All of a sudden Ebola back in the headlines; MSM "crisis" machine once again shifts into high gear churning out yet more millions in profits from petrified Americans
NBC
By Maggie Fox
10/24/2014
A health care worker just back from West Africa is being isolated and checked for Ebola virus at New York’s Bellevue Hospital, city health officials said Thursday. It's a by-the-book operation demonstrating the nation's heightened new state of readiness for Ebola, and by far the most high profile yet.
There have been dozens of such scares in recent weeks, ever since Liberian Thomas Eric Duncan was diagnosed with Ebola at a Dallas hospital earlier this month after mistakenly having been sent home.
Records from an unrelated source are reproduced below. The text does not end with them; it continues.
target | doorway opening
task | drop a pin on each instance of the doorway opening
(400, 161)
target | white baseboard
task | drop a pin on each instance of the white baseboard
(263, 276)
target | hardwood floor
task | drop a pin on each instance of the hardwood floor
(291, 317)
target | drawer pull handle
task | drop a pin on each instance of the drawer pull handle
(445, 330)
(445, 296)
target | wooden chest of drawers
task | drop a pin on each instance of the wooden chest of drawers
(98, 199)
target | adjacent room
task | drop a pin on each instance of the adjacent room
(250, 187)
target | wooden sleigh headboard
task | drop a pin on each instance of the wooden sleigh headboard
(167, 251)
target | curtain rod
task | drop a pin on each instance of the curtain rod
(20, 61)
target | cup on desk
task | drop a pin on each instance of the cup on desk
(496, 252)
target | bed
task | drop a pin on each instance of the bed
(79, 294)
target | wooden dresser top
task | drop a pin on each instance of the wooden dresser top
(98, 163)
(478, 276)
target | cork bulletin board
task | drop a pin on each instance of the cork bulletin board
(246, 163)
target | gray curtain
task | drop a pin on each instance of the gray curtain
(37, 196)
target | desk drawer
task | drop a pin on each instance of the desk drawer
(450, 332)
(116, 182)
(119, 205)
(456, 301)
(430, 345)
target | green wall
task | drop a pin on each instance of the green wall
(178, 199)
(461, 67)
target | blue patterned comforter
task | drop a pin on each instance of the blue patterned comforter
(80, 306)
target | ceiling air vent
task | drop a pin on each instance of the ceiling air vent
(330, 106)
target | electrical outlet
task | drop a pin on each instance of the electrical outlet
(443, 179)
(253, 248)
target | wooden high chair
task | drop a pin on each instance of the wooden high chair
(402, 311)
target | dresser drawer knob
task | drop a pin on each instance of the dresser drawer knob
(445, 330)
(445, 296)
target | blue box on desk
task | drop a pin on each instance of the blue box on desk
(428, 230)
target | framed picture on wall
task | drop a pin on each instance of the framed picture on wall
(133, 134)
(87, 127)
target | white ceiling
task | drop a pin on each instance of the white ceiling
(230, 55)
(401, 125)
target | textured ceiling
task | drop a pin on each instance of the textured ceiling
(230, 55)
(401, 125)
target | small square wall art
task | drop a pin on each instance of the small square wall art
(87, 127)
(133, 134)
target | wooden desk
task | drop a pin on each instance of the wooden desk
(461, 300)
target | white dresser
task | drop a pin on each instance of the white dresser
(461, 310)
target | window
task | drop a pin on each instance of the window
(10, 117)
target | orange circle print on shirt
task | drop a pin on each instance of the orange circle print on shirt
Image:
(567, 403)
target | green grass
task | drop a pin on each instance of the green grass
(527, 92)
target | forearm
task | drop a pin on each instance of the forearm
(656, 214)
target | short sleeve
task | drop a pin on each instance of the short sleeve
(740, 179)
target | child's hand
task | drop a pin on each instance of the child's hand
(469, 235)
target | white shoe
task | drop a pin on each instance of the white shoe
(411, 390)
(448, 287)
None of the cases have turned out to be Ebola.
But this one’s a little different — the patient was working with Doctors Without Borders in one of the countries affected by Ebola, and the symptoms include fever and stomach upset.
He'd been watching himself for fever.
"While at this stage there is no confirmation that the individual has contracted Ebola, Doctors Without Borders, in the interest of public safety and in accordance with its protocols, immediately notified the New York City Department of Health & Mental Hygiene, which is directly managing the individual’s care," Doctors Without Borders said in a statement.
Health care workers are among those at highest risk of being infected, because they work so closely with very ill patients and are in frequent contact with infectious bodily fluids such as vomit.
“The patient was transported by a specially trained HAZ TAC unit wearing Personal Protective Equipment (PPE),” the city health department said in a statement, adding that after consultation with the hospital and the CDC, they would test for Ebola. They are also checking him for malaria, salmonella and stomach viruses because they can all cause similar symptoms.
Because of recent worries about Ebola, the health department added this calming statement: “The chances of the average New Yorker contracting Ebola are extremely slim. Ebola is spread by directly touching the bodily fluids of an infected person. You cannot be infected simply by being near someone who has Ebola.”
The last two U.S. Ebola patients, nurses Amber Vinson and Nina Pham, are recovering in special biocontainment units — Pham at the National Institutes of Health and Vinson at Emory University Hospital.
The Centers for Disease Control and Prevention has stepped up its Ebola preparations, offering to sent strike teams to help any hospital with a confirmed Ebola case. The CDC is also advising states to mandate 21-day monitoring for anyone coming back from an Ebola-affected country, and Customs and Border patrol has stepped up questioning at airports. People flying in from Liberia, Sierra Leone or Guinea have been told to use one of five major airports equipped to process them.